NZ Win Astor Trophy

The Astor Trophy had been proving elusive for New Zealand.

The women’s team golf event, previously known as the Commonwealth Trophy, had been held every four years since 1959 and New Zealand had finished second an agonising five times.

But that all changed in Canada last month when New Zealand broke through for victory and the delight was immense, said team manager Jay Carter.

“The girls are pretty pumped,’’ Carter said after the win. 

“We talked about what the Astor Trophy meant to us and the importance of representing our country, and I think the girls really came together and embraced the challenge this week.

“The only time our name has been on the trophy was when we’ve hosted the event back in New Zealand. We chatted this morning about what the day could hold for us and the pressure that comes with that, and we just tried hard to embrace it and not shy away from it.

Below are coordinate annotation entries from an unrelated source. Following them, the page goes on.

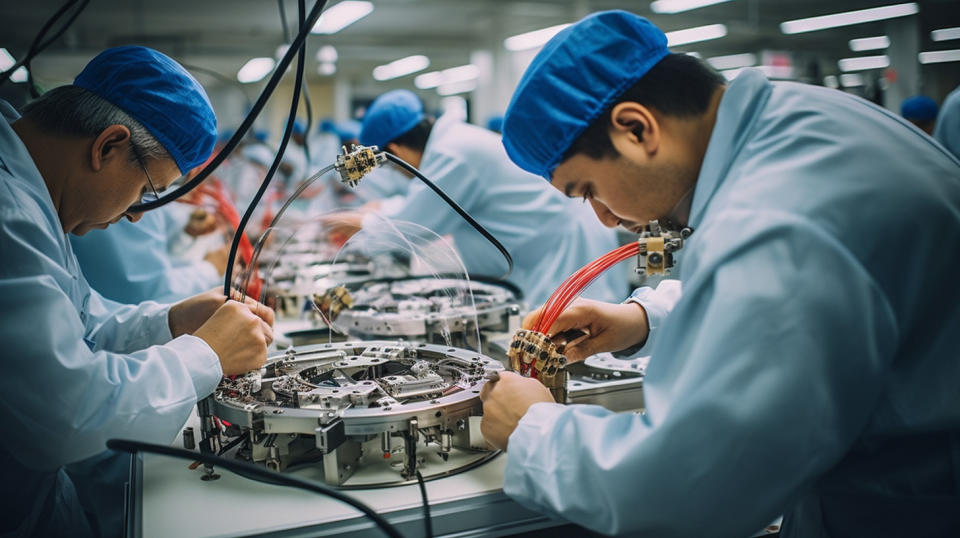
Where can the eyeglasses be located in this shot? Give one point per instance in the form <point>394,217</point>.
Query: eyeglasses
<point>147,197</point>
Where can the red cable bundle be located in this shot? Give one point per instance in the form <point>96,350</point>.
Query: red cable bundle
<point>575,283</point>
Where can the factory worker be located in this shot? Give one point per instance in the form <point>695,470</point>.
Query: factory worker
<point>548,236</point>
<point>808,365</point>
<point>948,126</point>
<point>921,111</point>
<point>83,369</point>
<point>130,262</point>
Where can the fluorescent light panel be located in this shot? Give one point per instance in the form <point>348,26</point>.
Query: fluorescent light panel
<point>696,34</point>
<point>939,56</point>
<point>945,34</point>
<point>869,43</point>
<point>401,67</point>
<point>678,6</point>
<point>532,39</point>
<point>848,18</point>
<point>340,16</point>
<point>733,61</point>
<point>453,75</point>
<point>864,62</point>
<point>255,69</point>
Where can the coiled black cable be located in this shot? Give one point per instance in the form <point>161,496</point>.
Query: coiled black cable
<point>247,469</point>
<point>456,207</point>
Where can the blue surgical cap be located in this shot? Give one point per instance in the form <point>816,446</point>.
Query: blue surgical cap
<point>575,78</point>
<point>920,108</point>
<point>157,92</point>
<point>391,115</point>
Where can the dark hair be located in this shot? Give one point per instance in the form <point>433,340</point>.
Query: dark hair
<point>416,138</point>
<point>76,111</point>
<point>679,85</point>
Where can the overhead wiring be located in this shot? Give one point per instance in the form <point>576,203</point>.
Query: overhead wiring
<point>250,470</point>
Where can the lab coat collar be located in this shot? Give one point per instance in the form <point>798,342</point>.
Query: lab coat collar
<point>19,163</point>
<point>740,108</point>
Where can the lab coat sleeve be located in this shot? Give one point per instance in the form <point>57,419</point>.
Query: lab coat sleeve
<point>61,400</point>
<point>657,303</point>
<point>424,207</point>
<point>764,374</point>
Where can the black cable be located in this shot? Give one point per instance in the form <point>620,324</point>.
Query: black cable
<point>427,522</point>
<point>38,45</point>
<point>248,121</point>
<point>247,469</point>
<point>456,207</point>
<point>301,61</point>
<point>306,90</point>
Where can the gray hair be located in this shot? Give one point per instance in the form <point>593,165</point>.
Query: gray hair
<point>75,111</point>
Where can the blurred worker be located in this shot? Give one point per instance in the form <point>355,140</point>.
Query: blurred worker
<point>548,236</point>
<point>921,111</point>
<point>809,366</point>
<point>130,262</point>
<point>85,369</point>
<point>948,126</point>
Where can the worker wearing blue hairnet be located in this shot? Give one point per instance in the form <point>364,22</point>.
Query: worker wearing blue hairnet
<point>947,131</point>
<point>548,236</point>
<point>88,369</point>
<point>130,262</point>
<point>921,111</point>
<point>806,364</point>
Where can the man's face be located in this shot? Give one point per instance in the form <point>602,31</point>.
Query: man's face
<point>627,190</point>
<point>120,184</point>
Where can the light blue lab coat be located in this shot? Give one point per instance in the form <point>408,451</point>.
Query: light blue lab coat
<point>548,235</point>
<point>129,262</point>
<point>810,366</point>
<point>947,131</point>
<point>80,369</point>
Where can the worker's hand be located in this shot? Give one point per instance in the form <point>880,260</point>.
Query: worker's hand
<point>237,336</point>
<point>218,258</point>
<point>505,402</point>
<point>188,315</point>
<point>610,327</point>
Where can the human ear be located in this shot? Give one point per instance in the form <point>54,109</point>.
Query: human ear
<point>110,144</point>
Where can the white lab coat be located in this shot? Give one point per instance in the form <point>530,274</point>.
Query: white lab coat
<point>80,369</point>
<point>129,263</point>
<point>548,235</point>
<point>809,367</point>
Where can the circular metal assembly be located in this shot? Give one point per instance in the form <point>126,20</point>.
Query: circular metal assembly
<point>361,413</point>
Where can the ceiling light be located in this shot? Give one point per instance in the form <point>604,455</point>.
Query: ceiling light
<point>696,34</point>
<point>869,43</point>
<point>327,53</point>
<point>851,80</point>
<point>733,61</point>
<point>677,6</point>
<point>453,75</point>
<point>849,17</point>
<point>401,67</point>
<point>342,15</point>
<point>864,62</point>
<point>945,34</point>
<point>532,39</point>
<point>939,56</point>
<point>454,88</point>
<point>326,68</point>
<point>255,69</point>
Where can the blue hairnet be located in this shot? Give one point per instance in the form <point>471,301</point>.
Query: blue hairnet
<point>920,108</point>
<point>574,79</point>
<point>348,130</point>
<point>391,115</point>
<point>157,92</point>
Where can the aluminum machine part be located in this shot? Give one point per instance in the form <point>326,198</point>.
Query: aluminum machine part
<point>361,414</point>
<point>433,310</point>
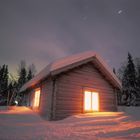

“To see the girls handle the pressure and get the job done is a pretty cool feeling, we’re all over the moon.”

Among the winning team of four was Julianne Alvarez from Wellington, who was playing in the Astor Trophy for a remarkable third time. She had just a few weeks earlier passed the first stage of qualifying school for the LPGA Tour, which potentially could see her playing alongside star New Zealand professional Lydia Ko.

“The first time I represented New Zealand was the Astor Trophy back in 2011 and Lydia was one of my team mates,’’ Alvarez recalled.

“To win the trophy for the first time is the icing on the cake for my amateur career. It’ll be something I remember for a long time.”

The Astor Trophy comprises teams from Great Britain and Ireland, Australia, Canada, New Zealand and South Africa. The change of name from Commonwealth to Astor was to allow Ireland to join ranks with Great Britain.

Victory for New Zealand came to a tense showdown on the final day with arch rivals Australia at the Royal Colwood Golf Club.

New Zealand was leading the competition on 2.5 points and needed a draw with Australia to secure the elusive trophy.

After halving the morning foursomes one-all, the Kiwis knew that two single’s points was all that was needed in the afternoon to get the job done.

British Amateur runner-up Amelia Garvey had been leading the New Zealand team out all week and did just that again in the afternoon. The Cantabrian won four of her last six holes to claim a crucial one up victory and got the first point on the board for the Kiwis.

Carmen Lim, from Auckland, was next up to the plate, and unfortunately could not follow on from Garvey’s heroics and would succumb to her opponent Amelia Mehmet-Grohn 4 and 3.

Wenyung Keh, also from Auckland, had gone unbeaten the whole week and was eager to continue that trend and claim the final point needed.

Keh once again showed her class to seal another point for the Kiwis against Stacey White, to claim the Astor Trophy for the first time.

Knowing the contest had all but been sewn up, news quickly filtered back to Alvarez who was battling it out in the last match of the day against Emily Mahar. A half wasn’t what they wanted as they really wanted to beat their Australian rivals. When Alvarez won the 17th to win 2 and 1, the celebrations begun.

New Zealand will defend the Astor Trophy in four years’ time when it will be New Zealand’s turn to host the event.